Her Majesty Queen Elizabeth II launched the 16th official Queen’s Baton Relay, a Games tradition that celebrates, connects and excites communities from across the Commonwealth during the build up to the Birmingham Commonwealth Games 2022.

The Relay began at Buckingham Palace, where Her Majesty placing Her message to the Commonwealth into the Baton.

It, now, will be taking on an incredible 294-day journey through all nations and territories of the Commonwealth, arriving back in England in July 2022.

The Baton will be travelling an epic international route, spanning an impressive 269 days, spending between two and four days in each nation or territory, covering approximately 90,000 miles (140,000 kilometres), having over 7,500 Baton-bearers trusted with the once-in-a-lifetime opportunity to carry the Baton. It will then visit all 72 nations and territories of the Commonwealth yet will travel almost half the distance than the previous Gold Coast Queen’s Baton Relay in a bid to reduce the carbon footprint.

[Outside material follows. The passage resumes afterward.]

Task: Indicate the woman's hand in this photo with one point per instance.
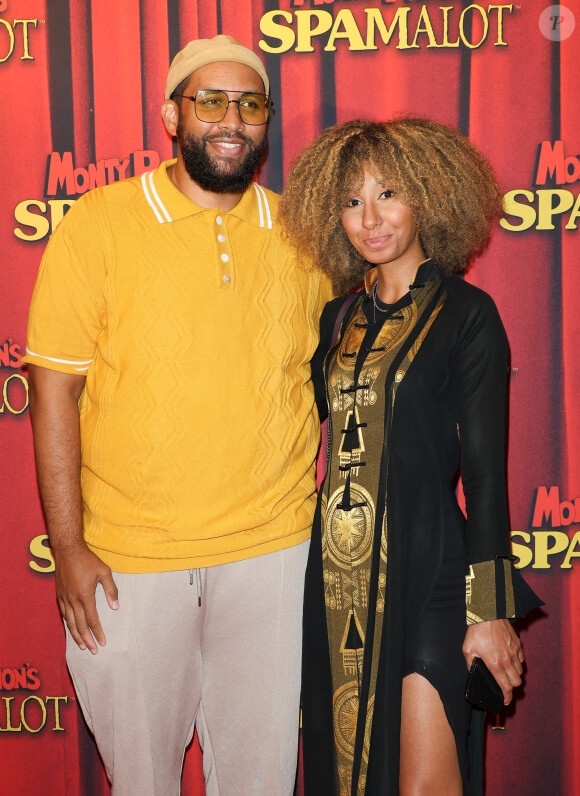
(497, 644)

After stopping off at the Falkland Islands, Jersey, Guernsey and the Isle of Man in first three weeks of June 2022, the Relay will have an extended duration of five days in Scotland, four in Northern Ireland, five in Wales and 25 days covering the length and breadth of England. The global journey will conclude at the Birmingham 2022 Opening Ceremony where the final Baton-bearer will return the Baton to Her Majesty The Queen.

The Baton was conceived in an innovative West Midlands collaboration that fuses art, technology, and science and champions the individuality in humanity and celebrates bringing people together. With Birmingham 2022 making history by being the first major multi-sport event to award more medals to women than men, the strength and fortitude of women across the Commonwealth is celebrated throughout the design of the Baton.

Enhanced with cutting-edge technologies, the Baton will capture data and stories from across the Commonwealth, shining a spotlight on grassroots innovation and celebrating the people driving change within their communities. The Baton features LED lighting and a heartrate sensor that display the heartbeats of Baton-bearers.